Pour l’année en cours, il n’avait que 161 postes à pourvoir, dont beaucoup de contrats à temps partiel. La concurrence est féroce même pour les enseignants qui tentent de s’inscrire à la liste de suppléance, celle-ci étant considérée comme un tremplin vers un poste permanent après au moins trois ans de service. « C’est ridicule, constate avec frustration M. Sereda. Les jeunes qui postulent sont absolument fabuleux, et je n’ai rien à leur offrir. »

La situation décrite par M. Sereda n’est qu’une des conséquences du pire surplus d’enseignants au pays. Quelques autres provinces, comme la Colombie-Britannique et la Nouvelle-Écosse, ont aussi un surplus à gérer, mais l’Ontario est de loin la plus touchée.

Au cours des cinq dernières années, 4 500 enseignants par année en moyenne ont pris leur retraite, tandis que 12 000 ont obtenu leur certification. De tous les nouveaux enseignants, environ 9 000 sont diplômés d’une université ontarienne. Outre les départs à la retraite, d’autres circonstances entraînent des ouvertures de poste, mais il reste que le nombre de nouveaux enseignants qui arrivent sur le marché du travail ontarien dépasse chaque année d’au moins 4 000 le nombre de postes offerts.
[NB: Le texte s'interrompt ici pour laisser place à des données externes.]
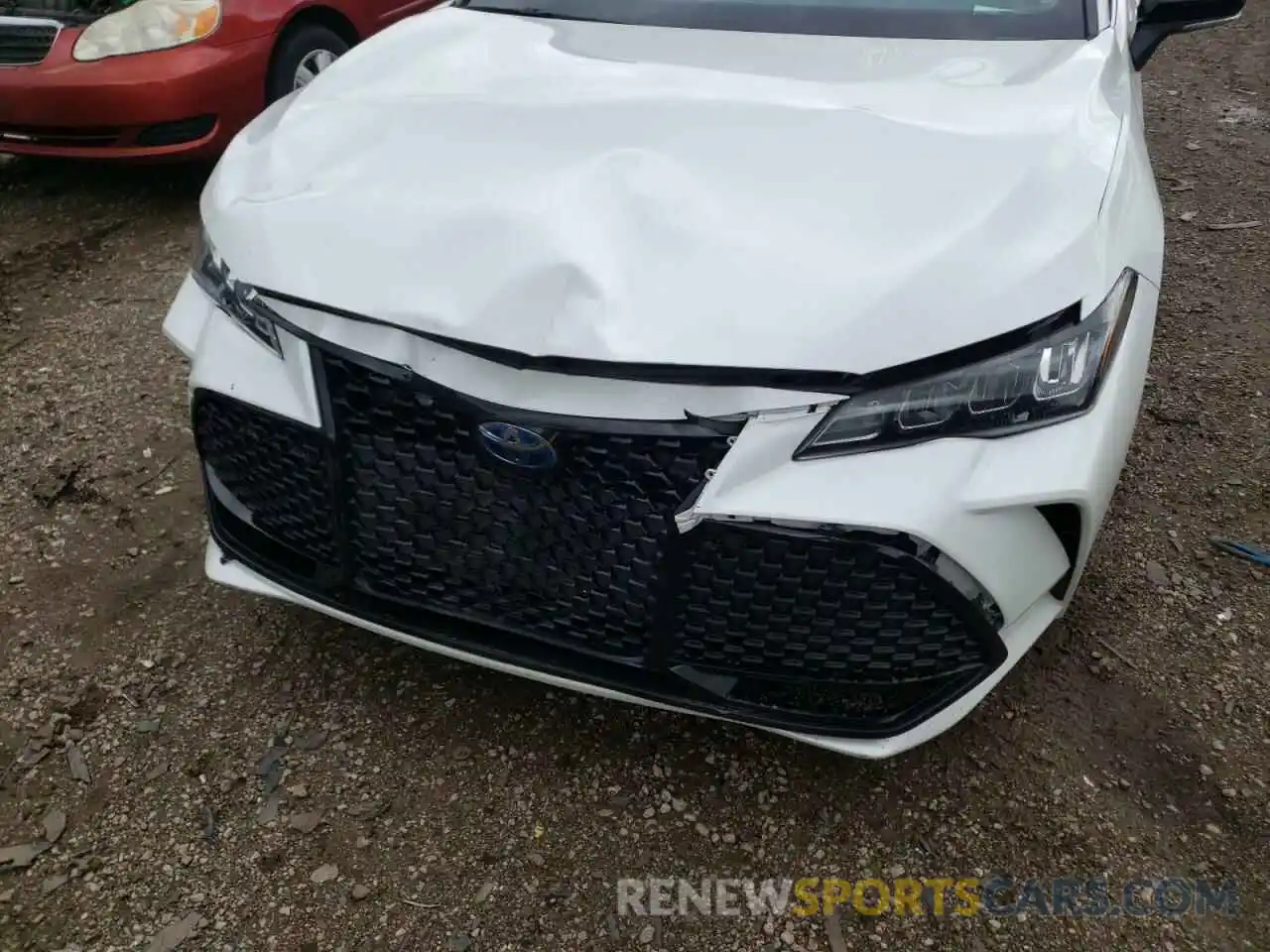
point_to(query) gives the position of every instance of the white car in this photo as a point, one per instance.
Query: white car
(771, 362)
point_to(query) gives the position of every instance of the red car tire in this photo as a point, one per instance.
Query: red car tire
(305, 46)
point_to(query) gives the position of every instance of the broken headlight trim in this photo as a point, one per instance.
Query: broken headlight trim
(146, 27)
(1044, 382)
(238, 299)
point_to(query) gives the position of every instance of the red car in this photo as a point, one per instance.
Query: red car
(153, 79)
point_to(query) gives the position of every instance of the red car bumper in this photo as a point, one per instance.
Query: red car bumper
(185, 103)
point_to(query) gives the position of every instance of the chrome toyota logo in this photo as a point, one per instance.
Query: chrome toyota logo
(517, 445)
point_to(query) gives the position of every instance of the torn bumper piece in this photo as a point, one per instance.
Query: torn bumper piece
(677, 563)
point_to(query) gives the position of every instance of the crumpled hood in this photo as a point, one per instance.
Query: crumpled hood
(670, 195)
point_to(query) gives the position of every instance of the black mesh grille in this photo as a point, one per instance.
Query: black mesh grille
(399, 515)
(816, 608)
(278, 470)
(572, 553)
(24, 44)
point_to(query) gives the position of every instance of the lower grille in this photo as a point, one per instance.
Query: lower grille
(572, 555)
(26, 42)
(816, 608)
(398, 513)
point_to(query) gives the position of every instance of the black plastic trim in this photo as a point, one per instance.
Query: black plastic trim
(698, 375)
(403, 375)
(1069, 525)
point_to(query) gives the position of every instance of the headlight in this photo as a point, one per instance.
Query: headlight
(238, 299)
(148, 26)
(1052, 379)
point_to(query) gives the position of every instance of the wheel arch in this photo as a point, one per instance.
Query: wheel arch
(320, 16)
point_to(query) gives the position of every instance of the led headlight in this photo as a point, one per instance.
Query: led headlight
(238, 299)
(1052, 379)
(148, 26)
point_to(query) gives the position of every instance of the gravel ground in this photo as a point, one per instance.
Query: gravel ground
(200, 769)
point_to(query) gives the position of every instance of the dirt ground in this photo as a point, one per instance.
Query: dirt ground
(421, 803)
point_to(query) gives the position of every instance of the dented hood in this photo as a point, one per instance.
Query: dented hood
(670, 195)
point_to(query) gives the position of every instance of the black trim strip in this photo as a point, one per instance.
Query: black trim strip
(403, 375)
(698, 375)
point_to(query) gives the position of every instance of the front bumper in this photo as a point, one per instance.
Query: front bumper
(182, 103)
(957, 557)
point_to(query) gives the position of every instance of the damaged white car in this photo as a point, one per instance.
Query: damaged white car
(766, 361)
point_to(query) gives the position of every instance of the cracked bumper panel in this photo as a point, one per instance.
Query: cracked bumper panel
(931, 565)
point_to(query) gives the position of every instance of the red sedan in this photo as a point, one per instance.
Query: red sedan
(153, 79)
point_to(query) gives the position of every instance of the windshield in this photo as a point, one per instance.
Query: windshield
(928, 19)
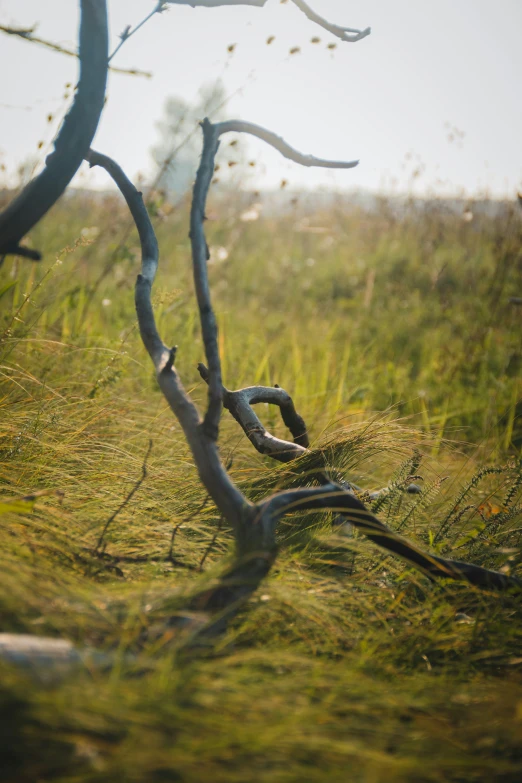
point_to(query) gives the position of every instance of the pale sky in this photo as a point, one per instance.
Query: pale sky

L’enquête de 2010 de l’Ontario College of Teachers, l’organisme de réglementation provincial, illustre les effets de ce bassin croissant de chercheurs d’emploi. La plupart des nouveaux professeurs n’obtiennent pas de poste à temps plein, ni rien qui s’en approche. En 2006, 30 pour cent des enseignants étaient sans emploi ou en situation de sous-emploi au cours de l’année suivant l’obtention de leur diplôme. En 2010, cette proportion avait plus que doublé pour atteindre 68 pour cent. En outre, près d’un nouvel enseignant sur quatre ne travaillait pas du tout, contre un maigre trois pour cent en 2006.

« C’est comme si votre vie était sur pause », affirme Yvonne Ringler. Depuis qu’elle a obtenu son baccalauréat d’un an en éducation de l’Université Lakehead en 2005, la jeune femme de 30 ans a effectué des suppléances d’une journée ou de plus longue durée pour un conseil scolaire de l’est de Toronto et a même enseigné à l’étranger. Elle n’a toutefois pas été en mesure d’obtenir un poste à temps plein. Deux de ses amis se trouvent exactement dans la même situation.

Ironiquement, l’Ontario a vécu la pire pénurie d’enseignants il y a à peine 14 ans. « C’est comme des montagnes russes », illustre Frank McIntyre, directeur des ressources humaines à l’Ontario College of Teachers, qui suit l’évolution des effectifs enseignants depuis plus d’une décennie. De 1998 à 2008, l’Ontario prévoyait perdre jusqu’à 78 000 enseignants sur un total de 171 500 en raison des départs à la retraite. Au final, ce sont 62 000 enseignants qui ont effectivement pris leur retraite, soit moins que ce que les experts avaient prédit.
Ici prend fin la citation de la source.